I didn't dance. I walked a straight line, ignoring the flashing tiles. The floor groaned and shuddered, threatening to give way, but my utter refusal to engage, to participate in its stupid game, seemed to starve it of the energy it needed. It was a trap made of public opinion, and I was a private citizen.
The next chamber was worse. The space was filled with small, fluttering creatures that looked like a cross between paper birds and angry blue checkmarks. They swarmed around me, chirping in synthesized voices, spitting out fragments of algorithmic outrage.
"...problematic... cancelled... cringe... you're doing it wrong..."
They were Meme-Golems, tiny constructs of pure, context-free judgment. One of them, shaped like a cartoon cat pointing an accusatory finger, landed on my shoulder. "Your coat is dated," it hissed. I brushed it off like a piece of lint. It fell to the floor and dissolved into a puff of static.
They were distractions, designed to provoke a reaction, to pull you into an argument you could never win. My Lítost, usually an agony, was my guide. It allowed me to see past the noise, to perceive the single, coherent narrative thread of my own purpose leading me through the chaos. I followed that thread, a grim pilgrim in an unholy land. I was an island of authentic misery in an ocean of manufactured emotion.
Finally, the cacophony faded. The shifting architecture settled. I found myself in a quiet, circular antechamber. In the center was a single, elegant door made of polished black marble. This was it. The eye of the hurricane. The inner sanctum where the goddess held court.

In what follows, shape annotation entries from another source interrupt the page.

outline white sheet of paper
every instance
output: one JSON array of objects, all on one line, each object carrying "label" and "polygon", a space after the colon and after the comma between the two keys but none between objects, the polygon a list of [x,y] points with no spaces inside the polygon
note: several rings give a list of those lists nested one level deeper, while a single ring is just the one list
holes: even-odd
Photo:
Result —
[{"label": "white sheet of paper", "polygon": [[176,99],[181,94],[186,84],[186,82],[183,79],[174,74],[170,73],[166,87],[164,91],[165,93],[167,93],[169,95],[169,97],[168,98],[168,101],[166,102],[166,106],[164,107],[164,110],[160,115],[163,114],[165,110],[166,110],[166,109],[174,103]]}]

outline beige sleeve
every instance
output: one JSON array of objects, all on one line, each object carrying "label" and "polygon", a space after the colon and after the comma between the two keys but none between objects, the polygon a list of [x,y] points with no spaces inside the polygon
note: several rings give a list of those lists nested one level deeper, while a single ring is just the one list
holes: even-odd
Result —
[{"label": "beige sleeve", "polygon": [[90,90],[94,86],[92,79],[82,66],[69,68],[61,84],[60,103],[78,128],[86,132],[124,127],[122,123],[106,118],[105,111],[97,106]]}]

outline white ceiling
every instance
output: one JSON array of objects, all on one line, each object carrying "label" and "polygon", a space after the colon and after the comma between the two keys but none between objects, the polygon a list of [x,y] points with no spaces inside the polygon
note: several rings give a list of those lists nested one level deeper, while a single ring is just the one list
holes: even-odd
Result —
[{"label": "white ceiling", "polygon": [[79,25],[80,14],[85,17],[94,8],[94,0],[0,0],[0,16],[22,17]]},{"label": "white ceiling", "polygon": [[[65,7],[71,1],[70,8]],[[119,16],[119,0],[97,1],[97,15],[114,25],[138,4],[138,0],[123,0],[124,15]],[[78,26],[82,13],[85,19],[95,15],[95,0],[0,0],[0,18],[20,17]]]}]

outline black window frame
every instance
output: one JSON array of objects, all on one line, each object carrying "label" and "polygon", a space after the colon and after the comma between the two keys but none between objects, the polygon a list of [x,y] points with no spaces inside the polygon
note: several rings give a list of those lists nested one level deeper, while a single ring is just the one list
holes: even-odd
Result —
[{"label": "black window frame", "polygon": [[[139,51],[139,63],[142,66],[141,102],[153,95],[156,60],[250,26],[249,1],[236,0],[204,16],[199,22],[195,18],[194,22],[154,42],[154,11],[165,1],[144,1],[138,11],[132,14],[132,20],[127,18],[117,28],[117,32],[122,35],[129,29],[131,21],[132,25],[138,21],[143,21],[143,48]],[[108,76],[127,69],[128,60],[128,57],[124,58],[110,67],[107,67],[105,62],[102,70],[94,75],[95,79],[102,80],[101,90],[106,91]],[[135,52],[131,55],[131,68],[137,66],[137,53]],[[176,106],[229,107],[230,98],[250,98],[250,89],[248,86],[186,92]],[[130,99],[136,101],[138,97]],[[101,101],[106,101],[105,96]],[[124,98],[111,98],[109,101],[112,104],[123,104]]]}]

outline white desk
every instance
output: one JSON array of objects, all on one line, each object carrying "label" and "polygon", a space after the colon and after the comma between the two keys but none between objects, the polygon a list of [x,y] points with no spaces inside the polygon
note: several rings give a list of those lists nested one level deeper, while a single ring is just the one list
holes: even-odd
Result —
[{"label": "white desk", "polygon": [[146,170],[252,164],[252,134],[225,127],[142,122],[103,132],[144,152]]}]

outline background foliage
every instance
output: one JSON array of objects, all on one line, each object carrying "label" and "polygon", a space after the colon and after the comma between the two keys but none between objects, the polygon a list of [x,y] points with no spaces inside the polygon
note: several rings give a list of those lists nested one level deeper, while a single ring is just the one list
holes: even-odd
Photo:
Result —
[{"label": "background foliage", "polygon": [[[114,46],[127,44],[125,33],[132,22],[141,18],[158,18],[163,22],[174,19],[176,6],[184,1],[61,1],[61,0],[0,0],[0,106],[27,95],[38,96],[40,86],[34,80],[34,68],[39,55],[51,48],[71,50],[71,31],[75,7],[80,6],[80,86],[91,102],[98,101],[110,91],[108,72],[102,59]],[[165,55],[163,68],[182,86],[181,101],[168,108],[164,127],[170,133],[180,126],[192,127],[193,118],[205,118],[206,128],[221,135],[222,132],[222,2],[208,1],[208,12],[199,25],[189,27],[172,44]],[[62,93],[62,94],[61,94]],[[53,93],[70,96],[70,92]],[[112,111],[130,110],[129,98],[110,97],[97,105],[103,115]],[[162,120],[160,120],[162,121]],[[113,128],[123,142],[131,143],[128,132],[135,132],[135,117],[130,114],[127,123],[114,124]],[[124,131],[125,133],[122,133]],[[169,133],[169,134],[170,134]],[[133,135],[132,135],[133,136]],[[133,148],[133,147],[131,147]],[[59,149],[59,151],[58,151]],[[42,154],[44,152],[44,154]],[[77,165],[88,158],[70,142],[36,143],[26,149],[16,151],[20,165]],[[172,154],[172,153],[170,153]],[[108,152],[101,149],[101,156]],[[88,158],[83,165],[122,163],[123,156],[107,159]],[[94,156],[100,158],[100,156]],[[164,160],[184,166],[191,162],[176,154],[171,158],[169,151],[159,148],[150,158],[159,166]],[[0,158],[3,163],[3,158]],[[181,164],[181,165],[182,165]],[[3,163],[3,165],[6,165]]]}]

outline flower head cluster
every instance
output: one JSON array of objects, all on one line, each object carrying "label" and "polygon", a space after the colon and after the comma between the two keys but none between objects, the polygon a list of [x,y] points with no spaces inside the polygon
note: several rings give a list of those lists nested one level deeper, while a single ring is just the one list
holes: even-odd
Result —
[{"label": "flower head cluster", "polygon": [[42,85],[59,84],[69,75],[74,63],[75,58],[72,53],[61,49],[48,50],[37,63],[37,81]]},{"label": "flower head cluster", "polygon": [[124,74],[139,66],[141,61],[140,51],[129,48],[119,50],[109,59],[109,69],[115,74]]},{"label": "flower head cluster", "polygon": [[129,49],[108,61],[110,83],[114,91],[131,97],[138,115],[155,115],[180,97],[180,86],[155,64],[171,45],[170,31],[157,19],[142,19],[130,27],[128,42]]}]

The surprise was the silence. The entire fortress was a screaming defense mechanism, a testament to a deep and profound insecurity. All that noise was designed to keep people away from this one quiet place.
I pushed the door open.
The room was vast and starkly empty, with floor-to-ceiling windows showing a panoramic view of Aethelburg glittering below. In the center of the room, on a simple, throne-like chair, sat Glitterati.
She was nothing like her public image. The holograms sold a vibrant, ever-smiling goddess of pop. The woman before me was a ghost. She was painfully thin, dressed in a simple white shift, her bare feet tucked beneath her. Her face, famous for launching a thousand brands, was pale and devoid of makeup. Her eyes, which could command the loyalty of millions with a single televised glance, were empty, staring at the city below with a profound and terrifying vacancy. The immense power I had felt throughout the building wasn't radiating from her; it felt like it was imprisoning her, a cage of light and fame.
She didn't seem to notice me at first. I stood there for a long moment, the silence stretching between us. The truth I had felt from the obsidian stone—the willing suicide of Dapper Dan—now seemed to click into place with this silent, empty woman.
I took a step forward, my worn shoes making a soft sound on the polished floor.
"Glitterati," I said.
Her head turned slowly. Her eyes, hollow and haunted, finally focused on me. There was no surprise in them. No anger. Only a flicker of something I never expected to see in the face of a god.
Recognition. And a sliver of desperate hope.